I'll be sure to push back hard on management regarding performing an actual burst test. Thanks for all of the help!
 
I'm not familiar with bursting tests, but if you are testing something to failure then doesn't that establish the highest possible MAWP? Expecially as the materials actual strength can be in the region of 30% more then that specified by ASME II.

Wouldn't any other method including a competently conducted elastic-plastic analysis have built in safety factors and use allowable stresses that are lower then the actual physical material?

Or does the B/4 in UG-101(m) typically place the MAWP less then an elastic-plastic FEA result?
 
Hi Karloss - In essence that was the core of my original question.
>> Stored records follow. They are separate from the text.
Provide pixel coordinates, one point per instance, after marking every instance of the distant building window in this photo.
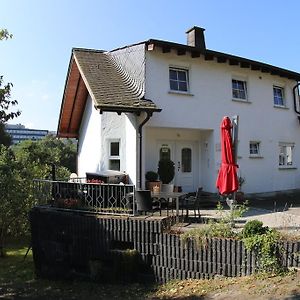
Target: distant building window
(239, 89)
(278, 96)
(286, 154)
(179, 80)
(114, 155)
(165, 152)
(186, 160)
(254, 148)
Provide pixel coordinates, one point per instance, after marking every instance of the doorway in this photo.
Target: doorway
(185, 157)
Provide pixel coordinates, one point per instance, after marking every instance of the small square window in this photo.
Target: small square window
(114, 155)
(178, 80)
(114, 148)
(254, 148)
(278, 96)
(239, 89)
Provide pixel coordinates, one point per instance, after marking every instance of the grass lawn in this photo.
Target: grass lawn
(17, 281)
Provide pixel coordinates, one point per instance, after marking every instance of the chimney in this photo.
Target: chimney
(195, 37)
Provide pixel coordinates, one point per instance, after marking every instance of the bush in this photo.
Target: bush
(252, 228)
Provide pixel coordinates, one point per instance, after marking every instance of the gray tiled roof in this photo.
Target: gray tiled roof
(106, 83)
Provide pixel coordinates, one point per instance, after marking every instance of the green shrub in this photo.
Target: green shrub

It it now apparent to me that an linear elastic model is much more conservative than a burst test. I was actually not aware that an elastic-plastic analysis could be used for Div 1.
 
Okay, I have found with my limited use of linear FEA that it's stress catagorisation and lineaisation rules are a bit "one size fits all". It does a great job when conducted competently but as it doesn't model the non-linear stress/strain beyond yield accurately it is a bit clunky and has allot of inherent safety factors built in.
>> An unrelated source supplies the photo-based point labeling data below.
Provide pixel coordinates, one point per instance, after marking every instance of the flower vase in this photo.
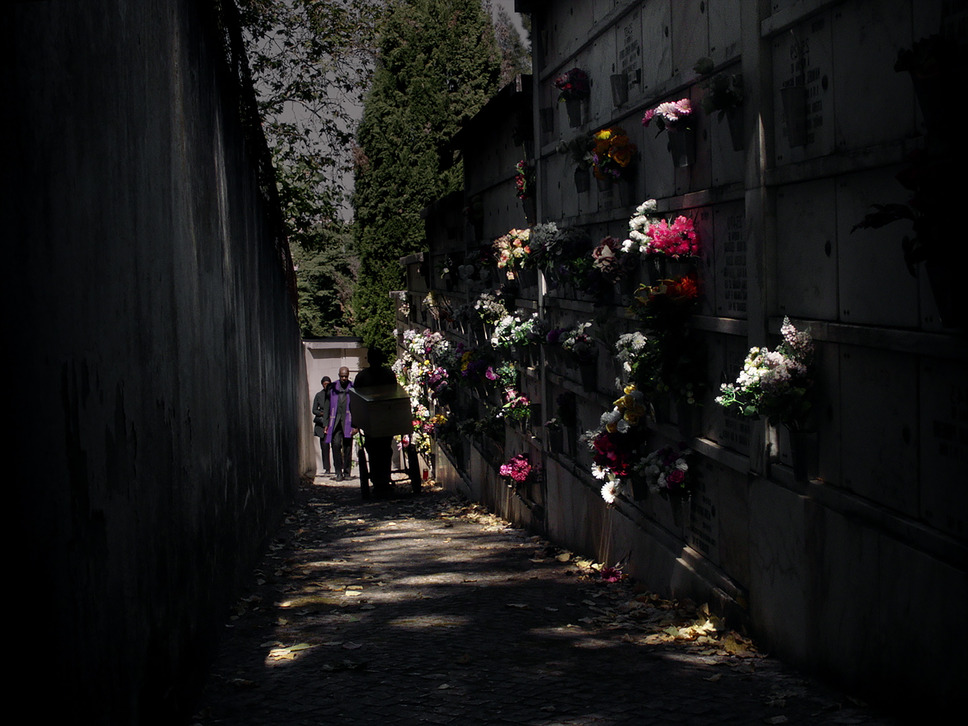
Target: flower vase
(573, 106)
(795, 113)
(734, 120)
(620, 88)
(682, 145)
Where as Elastic-Plastic analysis models the problem more realistically.

zdas04, If the old vessels were modelled accurately using elastic-plastic FEA, could this experience be used to design the new similar vessels without the need for a burst test? Even if a case study of the old vessel analysis was included in the calculations?
 
Models inform investigation, they do not replace it. If the code calls for a burst test (and I don't know the circumstances where it does) then you have to physically break something. If the code calls for a pre-production burst test of a sample of a particular design, then for certain minor modifications of the design FEA may be a reasonable substitute to breaking another vessel (e.g., if the model of the original test matched measured parameters within specified tolerances and the FEA of the modification showed the same stress/strain profile as the unmodified vessel then you could probably make the argument that a burst test of the new design is not necessary).
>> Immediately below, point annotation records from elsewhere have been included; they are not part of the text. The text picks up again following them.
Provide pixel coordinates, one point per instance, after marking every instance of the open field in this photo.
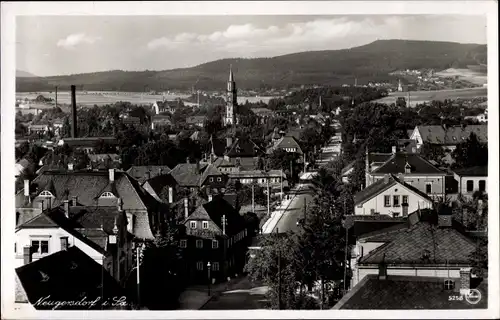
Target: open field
(103, 98)
(427, 96)
(469, 75)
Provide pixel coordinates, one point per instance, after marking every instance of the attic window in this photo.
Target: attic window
(107, 195)
(449, 284)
I've always found the key to success in this kind of thing to be documentation. If I made the call to not do a burst test that seemed to be required, I would write a memo to file explaining my reasoning and attach copies of everything. That approach has stood up to audit for some pretty bizarre deviations.

David Simpson, PE
MuleShoe Engineering

"Belief" is the acceptance of an hypotheses in the absence of data.
"Prejudice" is having an opinion not supported by the preponderance of the data.
"Knowledge" is only found through the accumulation and analysis of data.